New Targetted Cancer Drugs

Another Breast Cancer Gene

Today the Guardian announces that

"Cancer specialists will announce today that they have discovered a gene which may hold the key to a treatment for up to 10% of all breast cancers. The development could - in time - lead to treatments that would make chemotherapy unnecessary."

I have very mixed feelings about the spate of these kind of stories. On the one hand this is clearly a great triumph for science. At last we are beginning to understand all of the piece of the cancer puzzle. Are ability to do so will definitely make it easier to design specific therapies in the future. Just our ability to unravel the complexity of cancer amazes me.
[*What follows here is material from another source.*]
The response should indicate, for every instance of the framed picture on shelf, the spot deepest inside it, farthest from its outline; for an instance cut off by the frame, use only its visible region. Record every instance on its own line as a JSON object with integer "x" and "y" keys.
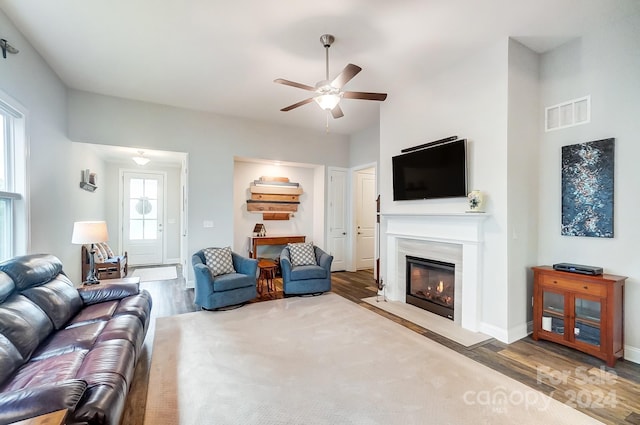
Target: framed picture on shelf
{"x": 259, "y": 230}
And yet these stories often come with a promise of an imminent therapeutic intervention. In the last few years, there have been all manner of these stories. Yet in fact the drugs have been much slower in arriving than they promise. Its not surprising, both Herceptin and Gleevec too about a decade from the identification of the gene to the discovery of the drug. But there is another point in all of this, and that is that stories like this seem to characterise cancer as the problem of a single gene. Now that is not true. And the real problem for researchers will be trying to identify and treat the clusters of genes that go to causing a single cancer. Its going to be complicated stuff, much more complicated than these kind of news stories make out.

Link: Scientists find genetic key to some breast cancers.

The Boom in Drugs

About 400 cancer drugs from 178 companies are in clinical trials, according to the Pharmaceutical Research and Manufacturers Association. That is twice the number of drugs in trials for illnesses like Alzheimer's disease and depression and nearly three times as many as for heart attack and stroke.
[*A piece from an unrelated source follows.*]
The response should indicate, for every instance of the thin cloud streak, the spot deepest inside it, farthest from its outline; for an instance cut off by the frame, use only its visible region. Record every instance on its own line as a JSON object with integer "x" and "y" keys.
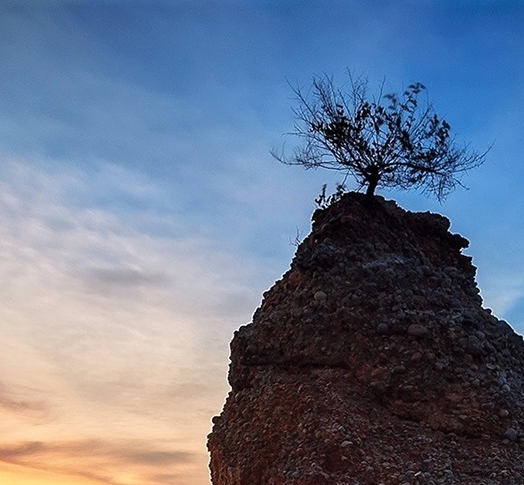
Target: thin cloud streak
{"x": 104, "y": 318}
For patients, the flood of drugs is generally good news because it means a better chance of finding one, or a combination, that will work for them. "From the standpoint of the patients there is never too many," said Dr. Robert J. Motzer, a kidney cancer specialist at Memorial Sloan-Kettering Cancer Center in New York City.

Increased competition could also mean that drug companies will put more effort into reducing side effects. In the past, it was considered acceptable for drugs to have noxious side effects because cancer was a fatal disease.